The London-based KDP website <www.kdp.pp.se>
has information on the party and a memorial to prominent Kurdish
national
leader, Mustafa Barzani, who died in 1979. Following Ocalan's arrest,
the
KDP Politburo issued a press release expressing "great concern," and
"hope
for a fare and just trial," i.e., they didn't demand his release. At a
London-based PUK website <www.puk.org>,
PUK leader Jalal Talabani also called on Turkey to give Ocalan a fair
trial,
i.e., he didn't demand his release either.

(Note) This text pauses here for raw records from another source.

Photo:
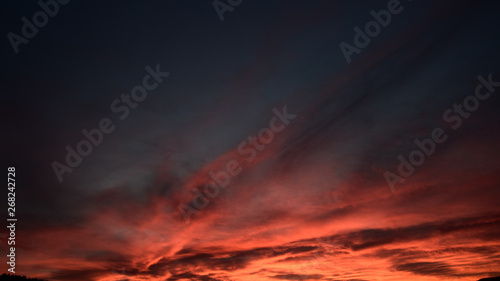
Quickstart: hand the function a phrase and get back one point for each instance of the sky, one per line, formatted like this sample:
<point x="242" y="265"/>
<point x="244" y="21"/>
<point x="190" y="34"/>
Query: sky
<point x="252" y="140"/>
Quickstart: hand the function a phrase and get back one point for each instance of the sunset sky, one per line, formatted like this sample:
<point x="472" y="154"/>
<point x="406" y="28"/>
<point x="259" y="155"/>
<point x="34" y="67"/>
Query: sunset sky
<point x="304" y="138"/>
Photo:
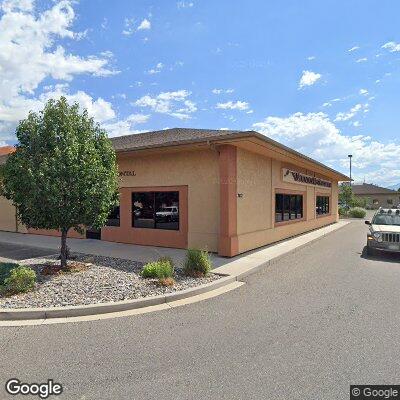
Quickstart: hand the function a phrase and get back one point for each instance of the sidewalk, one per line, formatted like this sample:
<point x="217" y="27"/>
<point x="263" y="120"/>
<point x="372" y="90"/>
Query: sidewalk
<point x="238" y="266"/>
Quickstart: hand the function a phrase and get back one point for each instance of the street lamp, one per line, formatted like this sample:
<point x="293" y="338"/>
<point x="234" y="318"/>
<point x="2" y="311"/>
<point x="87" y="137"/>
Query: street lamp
<point x="350" y="157"/>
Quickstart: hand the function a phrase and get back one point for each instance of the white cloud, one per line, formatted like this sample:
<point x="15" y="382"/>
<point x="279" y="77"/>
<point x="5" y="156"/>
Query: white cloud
<point x="126" y="126"/>
<point x="176" y="104"/>
<point x="392" y="46"/>
<point x="17" y="5"/>
<point x="308" y="78"/>
<point x="345" y="116"/>
<point x="130" y="28"/>
<point x="144" y="25"/>
<point x="156" y="70"/>
<point x="30" y="53"/>
<point x="219" y="91"/>
<point x="316" y="135"/>
<point x="353" y="49"/>
<point x="233" y="105"/>
<point x="184" y="4"/>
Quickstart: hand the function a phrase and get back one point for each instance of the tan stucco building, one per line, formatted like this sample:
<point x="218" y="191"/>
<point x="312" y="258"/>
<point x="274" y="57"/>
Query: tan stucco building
<point x="225" y="191"/>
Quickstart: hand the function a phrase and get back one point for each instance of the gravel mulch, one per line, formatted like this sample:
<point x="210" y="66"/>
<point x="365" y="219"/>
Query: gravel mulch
<point x="106" y="280"/>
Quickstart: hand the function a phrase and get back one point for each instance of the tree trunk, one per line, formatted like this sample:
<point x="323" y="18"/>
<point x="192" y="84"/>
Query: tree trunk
<point x="63" y="255"/>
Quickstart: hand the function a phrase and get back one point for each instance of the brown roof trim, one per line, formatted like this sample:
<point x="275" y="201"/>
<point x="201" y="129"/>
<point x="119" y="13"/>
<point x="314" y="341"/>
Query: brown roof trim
<point x="236" y="135"/>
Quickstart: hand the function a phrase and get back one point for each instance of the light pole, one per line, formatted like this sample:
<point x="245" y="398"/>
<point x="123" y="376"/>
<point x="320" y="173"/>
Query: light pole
<point x="350" y="157"/>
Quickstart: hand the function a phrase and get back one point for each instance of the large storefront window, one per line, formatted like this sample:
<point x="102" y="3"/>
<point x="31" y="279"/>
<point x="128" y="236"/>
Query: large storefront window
<point x="155" y="210"/>
<point x="288" y="207"/>
<point x="322" y="205"/>
<point x="113" y="218"/>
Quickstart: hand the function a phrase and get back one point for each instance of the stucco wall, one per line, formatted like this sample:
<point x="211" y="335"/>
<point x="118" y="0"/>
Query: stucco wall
<point x="198" y="170"/>
<point x="258" y="179"/>
<point x="7" y="216"/>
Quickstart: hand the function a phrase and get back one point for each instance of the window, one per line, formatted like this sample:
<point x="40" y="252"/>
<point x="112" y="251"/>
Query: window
<point x="288" y="207"/>
<point x="113" y="217"/>
<point x="322" y="205"/>
<point x="155" y="210"/>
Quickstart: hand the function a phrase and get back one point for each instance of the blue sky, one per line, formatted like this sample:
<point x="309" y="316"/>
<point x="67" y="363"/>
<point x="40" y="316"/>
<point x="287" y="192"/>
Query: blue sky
<point x="321" y="77"/>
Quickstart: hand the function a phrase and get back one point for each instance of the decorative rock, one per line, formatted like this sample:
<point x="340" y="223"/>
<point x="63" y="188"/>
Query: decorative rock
<point x="107" y="279"/>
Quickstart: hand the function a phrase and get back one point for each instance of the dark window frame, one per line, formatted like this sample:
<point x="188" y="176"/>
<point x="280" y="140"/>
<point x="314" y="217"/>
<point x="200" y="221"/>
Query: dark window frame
<point x="322" y="205"/>
<point x="155" y="194"/>
<point x="289" y="207"/>
<point x="114" y="211"/>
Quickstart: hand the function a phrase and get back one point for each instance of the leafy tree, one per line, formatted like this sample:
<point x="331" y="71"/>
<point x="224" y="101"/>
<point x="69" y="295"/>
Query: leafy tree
<point x="63" y="174"/>
<point x="346" y="196"/>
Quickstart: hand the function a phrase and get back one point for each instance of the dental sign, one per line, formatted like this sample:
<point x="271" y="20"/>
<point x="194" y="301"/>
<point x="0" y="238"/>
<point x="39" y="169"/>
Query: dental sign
<point x="299" y="178"/>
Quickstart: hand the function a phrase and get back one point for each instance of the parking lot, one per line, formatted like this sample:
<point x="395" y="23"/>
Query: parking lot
<point x="9" y="251"/>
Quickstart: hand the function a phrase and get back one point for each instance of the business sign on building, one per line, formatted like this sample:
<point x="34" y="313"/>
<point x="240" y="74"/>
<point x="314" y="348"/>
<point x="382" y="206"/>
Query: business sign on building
<point x="299" y="178"/>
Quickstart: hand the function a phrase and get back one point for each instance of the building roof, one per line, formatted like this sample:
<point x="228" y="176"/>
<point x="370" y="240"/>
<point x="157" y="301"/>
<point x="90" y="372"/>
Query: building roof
<point x="181" y="136"/>
<point x="368" y="188"/>
<point x="168" y="137"/>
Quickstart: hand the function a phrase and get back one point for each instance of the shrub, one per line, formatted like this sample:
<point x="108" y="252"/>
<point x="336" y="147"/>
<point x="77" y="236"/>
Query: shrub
<point x="357" y="212"/>
<point x="197" y="263"/>
<point x="166" y="282"/>
<point x="21" y="280"/>
<point x="168" y="260"/>
<point x="5" y="270"/>
<point x="158" y="269"/>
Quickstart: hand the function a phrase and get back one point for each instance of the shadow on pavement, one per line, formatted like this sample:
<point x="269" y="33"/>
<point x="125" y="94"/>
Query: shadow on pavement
<point x="381" y="256"/>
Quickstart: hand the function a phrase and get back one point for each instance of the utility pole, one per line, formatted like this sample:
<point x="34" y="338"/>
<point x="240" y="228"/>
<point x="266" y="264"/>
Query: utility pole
<point x="350" y="157"/>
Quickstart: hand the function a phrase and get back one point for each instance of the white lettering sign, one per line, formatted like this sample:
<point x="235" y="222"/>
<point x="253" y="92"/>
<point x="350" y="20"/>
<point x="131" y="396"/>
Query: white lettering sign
<point x="299" y="178"/>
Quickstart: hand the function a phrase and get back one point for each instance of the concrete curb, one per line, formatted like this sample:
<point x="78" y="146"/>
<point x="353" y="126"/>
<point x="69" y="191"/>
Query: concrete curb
<point x="104" y="308"/>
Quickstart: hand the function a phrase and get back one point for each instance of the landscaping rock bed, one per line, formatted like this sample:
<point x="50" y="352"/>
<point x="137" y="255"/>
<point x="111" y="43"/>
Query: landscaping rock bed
<point x="104" y="280"/>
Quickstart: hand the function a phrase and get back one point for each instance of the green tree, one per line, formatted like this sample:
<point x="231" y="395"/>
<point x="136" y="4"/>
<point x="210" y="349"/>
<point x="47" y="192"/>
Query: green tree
<point x="63" y="174"/>
<point x="346" y="197"/>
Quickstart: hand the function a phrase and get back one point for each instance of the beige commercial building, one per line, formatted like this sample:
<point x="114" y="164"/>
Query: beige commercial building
<point x="225" y="191"/>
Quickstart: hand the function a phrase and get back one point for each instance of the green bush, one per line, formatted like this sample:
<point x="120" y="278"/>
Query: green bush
<point x="5" y="269"/>
<point x="197" y="263"/>
<point x="168" y="260"/>
<point x="357" y="212"/>
<point x="21" y="280"/>
<point x="160" y="269"/>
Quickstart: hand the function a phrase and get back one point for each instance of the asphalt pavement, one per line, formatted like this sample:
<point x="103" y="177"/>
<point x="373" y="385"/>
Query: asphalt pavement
<point x="306" y="327"/>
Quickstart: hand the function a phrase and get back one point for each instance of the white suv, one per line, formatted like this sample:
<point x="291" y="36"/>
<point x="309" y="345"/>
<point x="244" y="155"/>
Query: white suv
<point x="384" y="232"/>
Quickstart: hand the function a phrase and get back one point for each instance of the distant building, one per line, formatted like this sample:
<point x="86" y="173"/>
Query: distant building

Other Kurdish websites include the "Kurdish Information Network " <www.xs4all.nl/~tank/kurdish/htdocs>, with Kurdish history, music, culture and language lessons; "Kurdish Worldwide Resources" <www.kurdish.com>, which has extensive links; and "MED-TV" <www.med-tv.be/med>, the website for a Kurdish satellite TV channel. soc.culture.kurdish is one of several Usenet newsgroups with lively and sometimes informative exchanges on Kurdish events.
The
"American Kurdish Information Network"
<www.kurdistan.org> is a
Washington,
DC-based nonprofit organization fostering "Kurdish-American
understanding
and friendship." The site focuses on oppression against the Kurds, and
has links to some truly startling pictures, including victims of an
Iraqi
gas attack, an Iranian firing squad, and Turkish soldiers posing with
decapitated
heads of their victims.
Using more of a soft-sell approach to
influence American opinion
is the "Washington Kurdish
Institute"
<www.clark.net/pub/amitay>.
In addition to Kurdish news summaries and language classes, the site
has
a collection of pictures drawn by displaced children from Iraqi
Kurdistan
-- "a gallery of hope, despair, life and death." In a Feb. 16 press
release,
the organization calls for international monitors to ensure a fair
trial,
then adds: "Mr. Ocalan's arrest shares headlines with US efforts
to force Serbia to grant autonomy to Albanians living in Kosovo. Any
moral
authority behind US policy in the Balkans withers in the face of US
unwillingness
to challenge Turkey's policies of ethnic cleansing. The double
standards
evident in juxtaposition of these two situations are hard to ignore."